This is my notes about the CS168 in Stanford University

Dimensionality Reduction

Want to reduce the large dimension into small dimension ( usually independent with input size ) while preserving distance.


distance or similarity

exact distance: 1 - [x==y]

similarity of set ( or multi-set ): Jaccard Similarity \(J(S,T) = \frac{|S \bigcap T|}{|S\bigcup T|}\)

\(l_{p}\) distance.


reduce dimension while preserving expect.

Then use independent trials.

exact distance

use universal hash function assumption

assume \(h: U \rightarrow [b]+1\)

k hash function \(h_{1}, h_{2}, ... , h_{k}\)

\(\epsilon\) - Heavy Hitters

\[\# = \min_{i=1}^{k} B(f_{i}(x)) = \min_{i=1}^{k} \sum_{j=1}^{n}[f_{i}(x) = f_{j}(x)]\]
\[E[\#] = \min_{i=1}^{k} \sum_{j=1}^{n}E[[f_{i}(x) = f_{j}(x)]] = \#x + \frac{n-\#x}{b} \leq \#x + \frac{n}{b}\]

use Markov's inequality

\[\mathrm{Pr}[\# - \#x > \delta \frac{n}{b}] \leq \frac{1}{\delta}\]

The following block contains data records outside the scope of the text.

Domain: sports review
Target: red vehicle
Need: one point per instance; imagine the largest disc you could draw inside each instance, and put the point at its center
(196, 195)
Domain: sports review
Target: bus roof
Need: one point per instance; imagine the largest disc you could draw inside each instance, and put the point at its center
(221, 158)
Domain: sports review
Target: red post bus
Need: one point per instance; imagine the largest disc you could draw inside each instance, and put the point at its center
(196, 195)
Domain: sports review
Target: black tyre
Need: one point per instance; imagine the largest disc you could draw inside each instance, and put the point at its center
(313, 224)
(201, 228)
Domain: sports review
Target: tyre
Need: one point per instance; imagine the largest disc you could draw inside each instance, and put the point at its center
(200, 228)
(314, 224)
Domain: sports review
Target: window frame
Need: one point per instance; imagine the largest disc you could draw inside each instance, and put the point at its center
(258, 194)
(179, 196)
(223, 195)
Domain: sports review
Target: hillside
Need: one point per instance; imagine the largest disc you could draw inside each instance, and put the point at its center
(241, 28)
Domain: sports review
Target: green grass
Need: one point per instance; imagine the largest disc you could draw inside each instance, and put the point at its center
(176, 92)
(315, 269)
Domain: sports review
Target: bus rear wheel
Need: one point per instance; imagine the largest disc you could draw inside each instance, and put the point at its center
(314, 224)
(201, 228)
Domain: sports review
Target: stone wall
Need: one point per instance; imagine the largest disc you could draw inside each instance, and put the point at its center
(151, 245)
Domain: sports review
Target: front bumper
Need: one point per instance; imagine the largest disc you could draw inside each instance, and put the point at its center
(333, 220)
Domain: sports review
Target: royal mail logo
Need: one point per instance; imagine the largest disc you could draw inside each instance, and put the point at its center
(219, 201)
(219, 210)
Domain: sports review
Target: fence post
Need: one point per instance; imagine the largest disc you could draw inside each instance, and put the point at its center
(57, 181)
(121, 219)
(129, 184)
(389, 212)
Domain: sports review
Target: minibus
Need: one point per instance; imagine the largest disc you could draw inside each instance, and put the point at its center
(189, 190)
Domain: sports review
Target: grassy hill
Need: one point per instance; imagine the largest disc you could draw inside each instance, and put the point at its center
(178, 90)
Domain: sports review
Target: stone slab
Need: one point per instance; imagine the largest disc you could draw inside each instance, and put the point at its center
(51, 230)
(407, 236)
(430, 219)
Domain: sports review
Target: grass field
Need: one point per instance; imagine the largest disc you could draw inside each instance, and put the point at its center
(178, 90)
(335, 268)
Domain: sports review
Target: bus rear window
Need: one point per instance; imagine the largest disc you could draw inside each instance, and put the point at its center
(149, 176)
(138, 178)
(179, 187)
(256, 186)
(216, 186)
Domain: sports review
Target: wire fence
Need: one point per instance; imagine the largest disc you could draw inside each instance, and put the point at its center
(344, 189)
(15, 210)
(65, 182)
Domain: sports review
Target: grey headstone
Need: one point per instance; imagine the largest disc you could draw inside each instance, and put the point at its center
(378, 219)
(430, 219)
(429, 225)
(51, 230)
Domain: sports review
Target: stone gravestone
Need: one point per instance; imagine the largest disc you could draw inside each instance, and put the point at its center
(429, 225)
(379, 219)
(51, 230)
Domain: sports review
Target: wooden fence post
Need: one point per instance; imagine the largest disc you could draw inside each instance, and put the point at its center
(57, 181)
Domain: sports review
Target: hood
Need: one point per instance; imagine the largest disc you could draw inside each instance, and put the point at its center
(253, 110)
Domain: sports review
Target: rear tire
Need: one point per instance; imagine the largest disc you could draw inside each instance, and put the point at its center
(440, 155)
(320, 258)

to achieve \((\delta, \epsilon)\), let \(b = \frac{2}{\epsilon}\), \(\delta = 2\).

Then use independent trials \(\frac{1}{2^{p}} < \delta\), then \(p = \log(\frac{1}{\delta})\).

Jaccard similarity

pick a random permutation of \(U\).

hash each element to the smallest element.

\(l_{2}\) distance - Johnson-Lindenstrauss transform

motivation: random projection (inner product with a vector generated by standard Gaussian distribution)

random vector \(\textbf{r} \sim N^{n}(0, 1)\)

\[X = \textbf{x}_{1}\textbf{r} - \textbf{x}_{2}\textbf{r} = \sum_{i=1}^{n} (x_{1,i} - x_{2, i})r_{i} \sim N(0, l_{2}^2)\]

which means that \(X\) is an unbiased estimator of \(l^{2}_{2}\).

other distances ...

what about cosine similarity, edit distance and wasserstein distance.

Learning (Binary classification here)

Assume data are samples from a prior distribution \(D\) on the universe \(U\).

element has its only label.

mainly cares about the sample complexity.

finite well-separated case

finite: there is a function set \(\{f_{1}, ..., f_{h}\}\) including the ground truth \(f^{*}\).

well-separated: if \(f_{i} \neq f^{*}\), then the generalization error is at least \(\epsilon\).

Theorem: if

\[n \geq \frac{1}{\epsilon}(\ln h+\ln \frac{1}{\delta} )\]

Then with probability \(1 - \delta\), the output \(f = f^{*}\).


\(Pr[ f=^{X}f^{*} | f\neq f^{*}] \leq (1-\epsilon)^{n} \leq e^{-\epsilon n}\)

\(Pr[\exists f_{i} = f^{*}] \leq (h-1)e^{-\epsilon n} \leq he^{-\epsilon n}\)

\(he^{-\epsilon n} \leq \delta\)

\(n \geq \frac{1}{\epsilon}(\ln h + \ln \frac{1}{\delta})\)


finite case

Theorem: if

\[n \geq \frac{c}{\epsilon}(\ln h+\ln \frac{1}{\delta})\]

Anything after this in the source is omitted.